С нами выехало человек 5–6, однокашники Коли по училищу. Наш прицепной вагон отцепили, не помню где, и погнали нас куда-то медленно, медленно…
Наконец-то объявляют станцию Посьет, смотрю во все глаза – нет станции. Смеркалось, смотрю из вагона – перед нами стоит тоже вагон, без колес, на нем вывеска «Посьет»: приехали. Ребята сложили кучу чемоданов и ушли в штаб представляться, а меня оставили на перроне вокзала. Рядом доски, ящики, кирпичи битые и мусор, а также собаки бродячие. Темнеет, жутко. Вокруг никого. Наконец-то приехал дряхлый автобус, и нас увезли в отряд. Нам с Колей предоставили «номер» – маленькая комнатушка, где солдатская кроватка, тумбочка и радиоприемник. Ребята сложили у нас все чемоданы и ушли, а через некоторое время вернулись с водкой и закусью.
Празднование закончилось далеко за полночь. Поутру Коля мне рассказал, что его генерал со зла дал назначение на заставу, которая только строилась, и люди жили в землянках. Начальник отряда – полковник Шептунов – пожалел меня и Колю и направил на заставу Угловая, в 30 километрах от отряда.
Итак, что же такое застава Угловая?
Приехали к вечеру. Коля долго ждал начальника заставы, нашел где-то печку-голландку, обитую железом, топили тогда там углем. Принес матрас, набитый соломой (он еле-еле пролез в дверь), кинул на солдатскую кровать и ушел на заставу. А я начала налаживать быт: подбрасывала уголь в печку, раскладывала вещи. А что там раскладывать? Вещей – 2 чемодана. И была у нас такая корзина огромная, плетеная, как из чекана, похожая на сундучок, размером приблизительно 80 на 40 сантиметров, с крышечкой мягонькой, удобненькой. Кстати, после увольнения, когда мы уже жили в Волгограде, я посетила немецкую колонию Сарепта и увидела в качестве экспоната зембель. Оказывается, эта штука называлась по имени его изобретателя – немца Зембельта; так вот у нас было всего два чемодана и этот зембель.

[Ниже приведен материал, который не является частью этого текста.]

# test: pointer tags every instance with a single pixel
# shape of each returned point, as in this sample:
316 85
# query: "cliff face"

Но вернемся к обустройству. Я хотела постелить простыни, но матрас оказался очень высоким для меня, мне было тяжело залезть туда, и я и так и этак – никак. Попрыгала-попрыгала – да и взяла табуретку. Увидела вдруг в окно, что за мной наблюдает часовой, я погрозила ему пальчиком, а он, засмеявшись, ушел. И я, взяв простыню и иголки, пришпилила ее к раме – негде уже было ночью брать гвозди и молоток. Пришел Коля, я стала его упрекать за то, что он так сильно набил матрас и что я даже залезть на него не могу, а он обхохотался: «Да он же примнется, облежится, и будет все нормально!» – сказал он. Муж подсадил меня на матрас, сам вскарабкался. И я, конечно, долго не могла уснуть на этой «пуховой» перине.

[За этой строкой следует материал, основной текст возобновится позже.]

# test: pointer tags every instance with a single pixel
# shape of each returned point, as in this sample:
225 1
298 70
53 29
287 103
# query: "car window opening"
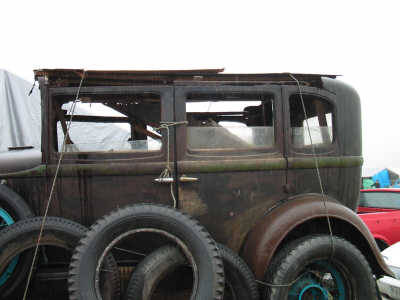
319 116
230 121
124 123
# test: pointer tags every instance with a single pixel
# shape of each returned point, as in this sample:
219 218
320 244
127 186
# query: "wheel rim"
320 280
6 220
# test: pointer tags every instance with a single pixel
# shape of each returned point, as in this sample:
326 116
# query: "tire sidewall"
134 217
346 259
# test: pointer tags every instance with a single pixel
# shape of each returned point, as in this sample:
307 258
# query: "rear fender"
306 214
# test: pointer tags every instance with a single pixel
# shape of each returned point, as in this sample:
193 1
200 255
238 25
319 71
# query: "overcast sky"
357 39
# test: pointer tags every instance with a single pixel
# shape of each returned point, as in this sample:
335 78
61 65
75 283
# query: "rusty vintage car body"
253 194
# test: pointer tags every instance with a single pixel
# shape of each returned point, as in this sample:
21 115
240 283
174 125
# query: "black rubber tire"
14 204
59 232
299 255
17 208
182 227
163 261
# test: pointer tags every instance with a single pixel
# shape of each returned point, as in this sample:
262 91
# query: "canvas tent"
20 118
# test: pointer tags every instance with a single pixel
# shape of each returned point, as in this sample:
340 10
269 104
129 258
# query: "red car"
380 210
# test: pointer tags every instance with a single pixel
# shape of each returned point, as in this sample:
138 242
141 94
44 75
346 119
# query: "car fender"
270 232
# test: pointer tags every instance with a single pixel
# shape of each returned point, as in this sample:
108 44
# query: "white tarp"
20 118
20 114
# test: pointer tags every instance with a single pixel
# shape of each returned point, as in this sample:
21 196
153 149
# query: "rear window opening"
229 121
319 114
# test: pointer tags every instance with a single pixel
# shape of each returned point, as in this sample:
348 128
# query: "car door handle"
164 180
184 178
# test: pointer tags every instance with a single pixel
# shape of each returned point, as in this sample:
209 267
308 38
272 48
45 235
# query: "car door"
230 162
321 113
115 149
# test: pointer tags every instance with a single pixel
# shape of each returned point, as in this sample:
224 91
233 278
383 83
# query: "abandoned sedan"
269 164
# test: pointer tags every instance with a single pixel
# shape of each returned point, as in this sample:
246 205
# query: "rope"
167 173
316 165
72 110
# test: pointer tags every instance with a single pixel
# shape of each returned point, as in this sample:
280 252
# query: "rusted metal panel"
269 233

Утром пошла осматривать свои хоромы: большая комната, выходящая окнами во двор заставы, наша спальня, кухня, прихожая и кладовая. Большущая, в принципе, комната, но самую большую комнату не использовали: зимой дует сильный ветер с реки Хуньчуньхэ, жить невозможно было, так как были неправильно сложены балки или печи, все тепло выдувалось.
В кладовой, где хранились овощи, орудовали огромные крысы. Я ужасно боялась мышей. Кухня была довольно большая, но печка оказалась без колосников. Я пыталась разжечь, но, как только щепки прогорали, все падало и продувало. Все попытки мои приготовить обед были тщетными. Подключился и Коля: не получилось. На следующий день его вызвали на сборы у заместителя начальника заставы. У меня были консервы и хлеб, какое-то время продержались. Ходила в туалет, который был за территорией заставы, и на меня зло рычала собака начальника заставы, здоровущая овчарка, всегда лежащая на его веранде. Потом ко мне зашла жена старшины Наташа узнать, жива ли я. Повар Букин несколько раз приносил обед и хлеб, потом привезли колосники – сделали мне все. Купили примус на всякий случай, и быт стал налаживаться. Приехал Коля со сборов: «УРА, УРА, УРА!!!»
Пришла весна, и я посадила маленький огородик: картошечку и земляной орех – арахис, надземная часть которого похожа на кусты картошки.
К сожалению, я ничем не воспользовалась, так как нас перевели на Мурманскую. Коля занимался военной службой, нарядами, стрельбами и так далее. Однажды приехали с проверкой готовность заставы проверять, осматривать, как готова она отразить нападение противника. И я решила посмотреть. Сначала шла, а потом даже ползла, чтобы не заметили. Приподнялась немного, а стреляли в это время из винтовок по подвижным мишеням, и меня вдруг увидел проверяющий. «Это кто?» – спросил он. «Моя жена» – ответил Коля.
«А ну-ка идите сюда, – говорит он мне, – хотите пострелять?».
Я подошла и не поверила своим ушам: «Конечно, хочу!»
Мне дали винтовку Мосина, объяснили, как целиться, как нажимать спусковой крючок, и дали пять патронов. И оказалось, что я, впервые стрелявшая в жизни, поразила мишень на отлично.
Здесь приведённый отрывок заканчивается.